27.07.2012
HÜKÜMET için “çok planlılar çok, attıkları her adımı hesaplayarak atıyorlar” deniyor.
Sanırım bu yargı sadece AK Parti’nin statlarda düzenlenen “İl Kongreleri” için geçerli...
O alanda gerçekten planlılar... Ancak benzer planlayıcılık dış politikada yok.
* * *
Düşünsenize:
Aylardır “Esat gitsin” diyeceksiniz.
Bütün dünya “ihtiyat kumkuması” gibi “dur bakalım ne olacak” diye bekleşirken siz “Ya gidecek / Ya gidecek” diye tutturacaksınız.
Ve sonunda Esat’ın gitme saati gelip çattığında şaşkınlıktan şaşkınlığa yuvarlanacaksınız.
Neymiş efendim, Suriye sınırında bir Kürt devleti doğma ihtimali belirmiş.
İyi de Anadolu kahvelerinde bile “Esat gittikten sonra Türkiye sınırında kurulacak Kürt devleti” üzerine bin bir türlü yorumun patlatıldığı bir ortamdayız.
İnsan “Esat ya gidecek / ya gidecek” diye tuttururken...
“Sınırda Kürt yapılanması çıkarsa ne yaparız” diye bir plan yapmaz mı?
Bu konunun AK Parti’nin stat kongreleri kadar olsun planlamaya ihtiyacı yok mu?
Yazının tamamı için http://www.hurriyet.com.tr/yazarlar/21077507.asp
Yorum:
Arz-ı mev’ûd
Satranç oynayanlar bilirler. İki oyuncudan hangisi daha ileri hamleleri düşünebiliyorsa oyunu o kazanır. 3 hamle sonrasını hesap edenle 5 hamle sonrasını hesap eden arasında ciddi bir fark vardır ve 3 hamle sonrasını hesap eden diğerinin karşısında yenilmeye mahkumdur.
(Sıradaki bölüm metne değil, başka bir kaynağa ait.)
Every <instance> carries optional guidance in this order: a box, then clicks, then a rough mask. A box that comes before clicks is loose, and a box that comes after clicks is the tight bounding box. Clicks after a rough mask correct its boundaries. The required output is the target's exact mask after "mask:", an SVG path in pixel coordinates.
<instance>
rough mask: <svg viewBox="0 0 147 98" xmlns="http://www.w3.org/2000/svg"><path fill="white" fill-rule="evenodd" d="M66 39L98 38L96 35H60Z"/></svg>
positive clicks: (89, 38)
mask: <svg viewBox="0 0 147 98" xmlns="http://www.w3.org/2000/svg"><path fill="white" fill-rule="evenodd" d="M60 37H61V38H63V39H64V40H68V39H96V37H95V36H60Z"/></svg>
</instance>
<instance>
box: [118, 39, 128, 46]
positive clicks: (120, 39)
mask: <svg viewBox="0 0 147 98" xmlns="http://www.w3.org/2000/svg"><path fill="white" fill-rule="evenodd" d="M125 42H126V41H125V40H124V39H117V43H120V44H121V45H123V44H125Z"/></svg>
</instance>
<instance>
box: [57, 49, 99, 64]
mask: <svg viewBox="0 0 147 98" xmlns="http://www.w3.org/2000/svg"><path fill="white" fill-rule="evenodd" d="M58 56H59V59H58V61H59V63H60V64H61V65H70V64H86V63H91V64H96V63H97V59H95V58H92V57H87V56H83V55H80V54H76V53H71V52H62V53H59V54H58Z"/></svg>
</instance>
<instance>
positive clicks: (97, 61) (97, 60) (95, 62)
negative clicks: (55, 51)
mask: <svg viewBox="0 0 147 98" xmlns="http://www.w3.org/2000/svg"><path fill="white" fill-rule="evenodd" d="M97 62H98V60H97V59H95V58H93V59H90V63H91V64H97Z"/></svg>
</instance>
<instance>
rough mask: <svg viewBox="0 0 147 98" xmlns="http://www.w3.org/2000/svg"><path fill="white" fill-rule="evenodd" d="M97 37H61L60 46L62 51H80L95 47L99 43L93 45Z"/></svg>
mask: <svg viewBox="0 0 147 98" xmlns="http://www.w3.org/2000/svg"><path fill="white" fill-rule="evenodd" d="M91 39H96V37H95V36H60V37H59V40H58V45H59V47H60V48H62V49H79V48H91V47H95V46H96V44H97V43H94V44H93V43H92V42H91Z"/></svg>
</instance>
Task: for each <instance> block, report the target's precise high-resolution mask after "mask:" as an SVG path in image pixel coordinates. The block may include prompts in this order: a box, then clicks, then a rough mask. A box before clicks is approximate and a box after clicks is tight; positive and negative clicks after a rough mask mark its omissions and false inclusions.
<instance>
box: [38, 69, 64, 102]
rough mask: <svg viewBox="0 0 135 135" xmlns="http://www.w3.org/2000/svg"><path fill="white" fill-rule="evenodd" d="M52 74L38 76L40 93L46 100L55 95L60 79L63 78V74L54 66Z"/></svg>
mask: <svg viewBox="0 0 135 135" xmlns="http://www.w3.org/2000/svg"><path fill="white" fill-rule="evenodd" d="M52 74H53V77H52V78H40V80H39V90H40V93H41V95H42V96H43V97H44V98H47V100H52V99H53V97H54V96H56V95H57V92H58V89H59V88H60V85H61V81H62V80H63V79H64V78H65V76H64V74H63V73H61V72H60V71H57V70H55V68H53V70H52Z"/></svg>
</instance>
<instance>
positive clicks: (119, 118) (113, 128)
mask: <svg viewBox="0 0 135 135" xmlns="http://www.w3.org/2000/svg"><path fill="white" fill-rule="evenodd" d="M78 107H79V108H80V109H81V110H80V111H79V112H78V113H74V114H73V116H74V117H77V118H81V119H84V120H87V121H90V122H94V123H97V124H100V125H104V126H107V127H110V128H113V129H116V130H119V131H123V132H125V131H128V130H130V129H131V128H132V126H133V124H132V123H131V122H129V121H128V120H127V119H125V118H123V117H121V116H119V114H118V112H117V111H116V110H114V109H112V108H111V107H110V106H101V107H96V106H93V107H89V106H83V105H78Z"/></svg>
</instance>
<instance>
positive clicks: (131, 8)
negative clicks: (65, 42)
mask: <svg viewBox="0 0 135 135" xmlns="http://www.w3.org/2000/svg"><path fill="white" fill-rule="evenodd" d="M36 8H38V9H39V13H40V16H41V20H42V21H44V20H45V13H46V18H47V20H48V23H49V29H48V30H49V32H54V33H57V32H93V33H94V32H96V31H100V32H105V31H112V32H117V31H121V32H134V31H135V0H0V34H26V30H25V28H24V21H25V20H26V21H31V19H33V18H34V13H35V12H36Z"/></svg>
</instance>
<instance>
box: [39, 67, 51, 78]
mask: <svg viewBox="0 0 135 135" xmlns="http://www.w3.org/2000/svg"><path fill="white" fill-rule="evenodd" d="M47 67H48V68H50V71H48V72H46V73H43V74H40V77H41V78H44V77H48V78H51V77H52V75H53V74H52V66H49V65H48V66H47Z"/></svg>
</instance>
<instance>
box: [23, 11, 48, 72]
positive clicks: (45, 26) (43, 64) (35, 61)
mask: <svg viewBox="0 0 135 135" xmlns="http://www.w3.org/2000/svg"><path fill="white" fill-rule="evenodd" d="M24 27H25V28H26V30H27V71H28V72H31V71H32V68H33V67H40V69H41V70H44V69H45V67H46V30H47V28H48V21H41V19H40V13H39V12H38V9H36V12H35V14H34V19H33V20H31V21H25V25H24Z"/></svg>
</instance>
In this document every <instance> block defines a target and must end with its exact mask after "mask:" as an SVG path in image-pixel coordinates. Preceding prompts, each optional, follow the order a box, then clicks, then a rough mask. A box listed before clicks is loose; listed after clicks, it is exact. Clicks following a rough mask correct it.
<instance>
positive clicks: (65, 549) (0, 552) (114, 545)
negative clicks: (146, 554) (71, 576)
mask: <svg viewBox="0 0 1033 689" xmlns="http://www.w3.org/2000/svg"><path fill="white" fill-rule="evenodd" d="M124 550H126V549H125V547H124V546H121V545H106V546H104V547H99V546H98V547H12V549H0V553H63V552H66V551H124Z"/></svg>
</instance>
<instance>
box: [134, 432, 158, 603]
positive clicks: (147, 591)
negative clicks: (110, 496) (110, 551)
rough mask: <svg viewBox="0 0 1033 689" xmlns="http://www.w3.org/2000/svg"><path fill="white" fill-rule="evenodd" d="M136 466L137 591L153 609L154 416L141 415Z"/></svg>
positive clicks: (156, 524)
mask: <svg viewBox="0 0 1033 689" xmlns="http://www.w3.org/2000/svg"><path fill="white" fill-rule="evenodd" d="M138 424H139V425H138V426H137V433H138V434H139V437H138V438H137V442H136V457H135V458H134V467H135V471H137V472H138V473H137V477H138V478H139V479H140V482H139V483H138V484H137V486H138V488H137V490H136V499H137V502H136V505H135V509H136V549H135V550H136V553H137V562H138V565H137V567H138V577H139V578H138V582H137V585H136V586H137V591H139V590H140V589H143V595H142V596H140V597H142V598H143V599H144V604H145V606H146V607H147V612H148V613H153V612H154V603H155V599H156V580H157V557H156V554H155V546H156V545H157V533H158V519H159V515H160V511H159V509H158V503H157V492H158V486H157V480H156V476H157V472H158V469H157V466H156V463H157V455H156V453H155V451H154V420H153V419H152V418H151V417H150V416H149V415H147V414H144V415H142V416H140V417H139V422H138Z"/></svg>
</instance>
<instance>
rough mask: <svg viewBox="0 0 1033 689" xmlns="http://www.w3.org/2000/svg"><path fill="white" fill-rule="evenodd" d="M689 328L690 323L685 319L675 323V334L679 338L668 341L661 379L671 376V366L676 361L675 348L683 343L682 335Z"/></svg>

Irak, Suriye, Mısır, Libya, İran ve diğerleri... Tam bir satranç oyunuyla karşı karşıyayız. Her hamlenin karşılığında düşünülmüş hamleler ve o hamleye gelecek cevap karşısında düşünülmüş başka hamleler var. Hedefe doğru adım adım gidiliyor: Arz-ı mev’ûd. Hedeflenen Türkiye’nin güneyi, İran’ın kuzeyi dahil olmak üzere Orta Doğuda çok sayıda güçsüz, küçük devletçikler oluşturmak ve bunları İsrail merkezli bir birleşik devletler haline getirmek. Planı uygulayanlar çok sabırlı. Değişen her durum için önceden planlanmış hamleleri var.
Peki bu zalimler galip mi gelecek? Daha ileri hamleleri düşünüyorlar diye zulümle abad mı olunacak? Ne diyor ayette, onların planları varsa Allah’ın da planları var. Ama eğer onlar hep istediklerini elde ediyorlarsa bugüne kadar ezilenlerin suçu ne? Cevabı çok basit: Allah’ın dediğini yapmamak. Allah’ın dediğini yapmadığın sürece yenilmeye mahkumsun. Kuran’ı sadece kıraat edersen, hayatını, siyasetini Kuran’la belirlemezsen, Kuran bu durumda ne yapmamı istiyor diye içine bakmazsan, kendi aklınla bulduğun çözümleri Allah’ın yap dediğinden daha iyi zannedersen, istersen her gün 41 Yasin oku, istersen her gün hatim indir, istersen gece gündüz 4444 kere salat-ı tefriciye çek, yenilmeye mahkumsun.